After our bus ride from Sri Ram Ashram to Pardada Pardadi, we were all pretty exhausted, and hungry. I almost didn’t feel like I was ready to meet the school girls. However, as we pulled up we noticed that there was about twenty girls waiting at the entrance of the school to greet us with scarves; so really, there was no avoiding it. My class and I stood in a straight line across from them as they came forward and placed scarves around our necks. I thought it was a very kind greeting. The first girl who I made eye contact with was a very short girl with long hair, and a pretty smile. Her name was Nahid. She ended up being one of my guides along with another sweet girl named Sobha.
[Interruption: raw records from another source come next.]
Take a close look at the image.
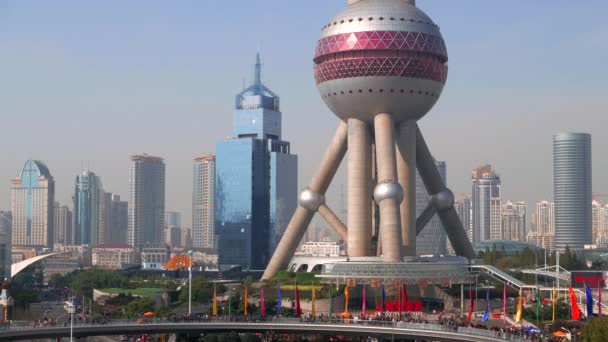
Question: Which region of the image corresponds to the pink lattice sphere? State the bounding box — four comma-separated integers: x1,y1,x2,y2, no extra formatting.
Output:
314,0,448,122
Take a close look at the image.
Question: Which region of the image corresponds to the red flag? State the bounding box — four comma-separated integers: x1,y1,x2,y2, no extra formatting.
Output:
568,285,581,321
401,283,409,311
296,284,302,317
467,287,475,323
502,285,507,323
260,287,266,317
597,284,602,317
361,285,367,317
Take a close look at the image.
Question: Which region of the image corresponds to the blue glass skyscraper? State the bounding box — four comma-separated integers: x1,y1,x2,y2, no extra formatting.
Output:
215,55,298,270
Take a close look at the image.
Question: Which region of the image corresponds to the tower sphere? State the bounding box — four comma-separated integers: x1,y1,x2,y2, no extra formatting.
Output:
314,0,448,122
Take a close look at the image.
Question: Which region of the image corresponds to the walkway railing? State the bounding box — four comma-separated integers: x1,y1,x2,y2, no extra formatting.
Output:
0,317,524,341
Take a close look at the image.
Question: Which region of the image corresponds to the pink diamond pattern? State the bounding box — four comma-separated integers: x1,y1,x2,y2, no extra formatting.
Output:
315,55,447,84
315,31,448,63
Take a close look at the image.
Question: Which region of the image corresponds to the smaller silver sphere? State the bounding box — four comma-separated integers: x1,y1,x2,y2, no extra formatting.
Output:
299,188,325,211
431,189,454,211
374,181,403,204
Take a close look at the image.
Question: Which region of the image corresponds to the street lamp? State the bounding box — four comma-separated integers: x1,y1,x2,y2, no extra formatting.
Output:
188,250,192,316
After eating lunch, the girls took us over to the campus to show us each section. This included the nursery / kindergarten classes, primary classes, and even the nurses’ office. As I toured the campus, with Nahid and Sobha, I noticed that all the girls that we passed, no matter what grade or age, were bright-eyed and excited to see us. I smiled back and tried to make eye contact with each girl. By doing this, I became more and more overwhelmed, and yet I still felt comfortable with their eagerness and excitement. They would wave and giggle to each other because they had gotten my attention, and I would laugh because of their cuteness. I think this made me more approachable. Once each group had my attention, they would rush up to me, in packs of about twenty, and exclaim, all at different times, things like, “Good afternoon ma’am!” Or, “Ma’am, how are you? What is your name?”

A few times I was told how happy I looked, and many times I was asked what I was thinking, and why I was smiling so much. The tour didn’t last long, as the girls were soon out of school. Nahid and Sobha wrote their names on my palm in pen, so I wouldn’t forget. They told me how much they would miss me, and that they would be thinking of me until we saw each other again tomorrow. We hugged goodbye and off they went with a few other of their friends that they had previously introduced me to.
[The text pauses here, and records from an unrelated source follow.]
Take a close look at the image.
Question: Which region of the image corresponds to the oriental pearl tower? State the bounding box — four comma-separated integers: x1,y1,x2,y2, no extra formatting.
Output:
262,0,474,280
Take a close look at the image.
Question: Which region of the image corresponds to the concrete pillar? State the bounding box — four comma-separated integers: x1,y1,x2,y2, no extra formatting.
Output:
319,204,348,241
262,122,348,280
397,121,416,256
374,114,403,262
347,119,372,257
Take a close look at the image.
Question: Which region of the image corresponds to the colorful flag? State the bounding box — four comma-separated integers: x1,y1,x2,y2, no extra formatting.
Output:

Later that night, we had the opportunity to visit the founder of the school, Sam Singh, who explained to us that his home and the property where the school is had been in his family for many generations. Sadanand pointed out the very amazing fact that Sam and Renuka, who helped him create the school, managed to always find a solution to the issues faced by the families in the village, and their daughters. For example, it is promised that if the girls have a 70% attendance rate at the end of each year, 10 rupees will be placed into an account for each day, and at the end of their time studying there, the money is theirs for their future. There is a solar lamp checkout system for girls who don’t have electricity at home, so that they can study at night. There were many other clever solutions to the problems faced by the girls.

We had a wonderful dinner afterwards. Sam was just as hospitable and welcoming as the girls at the school, which I thought was very fitting. The next day, I got to meet up with my girls again. We did many activities, such as “teaching” and hanging out with some primary school classes, and of course at the end of it all was a long goodbye with lots of laughs and love. I received countless hugs and many exclamations of, “I’ll miss you so much.”

Nahid and Sobha are by far two of the most amazing girls I’ve ever met. Even though we live on opposite sides of the planet and were only able to be with each other for a very short period of time, I know that I’ll remember them. They had a strong impact on my views about the need to empower and support girls. They are, after all, two of the most passionate ones I’ve ever met.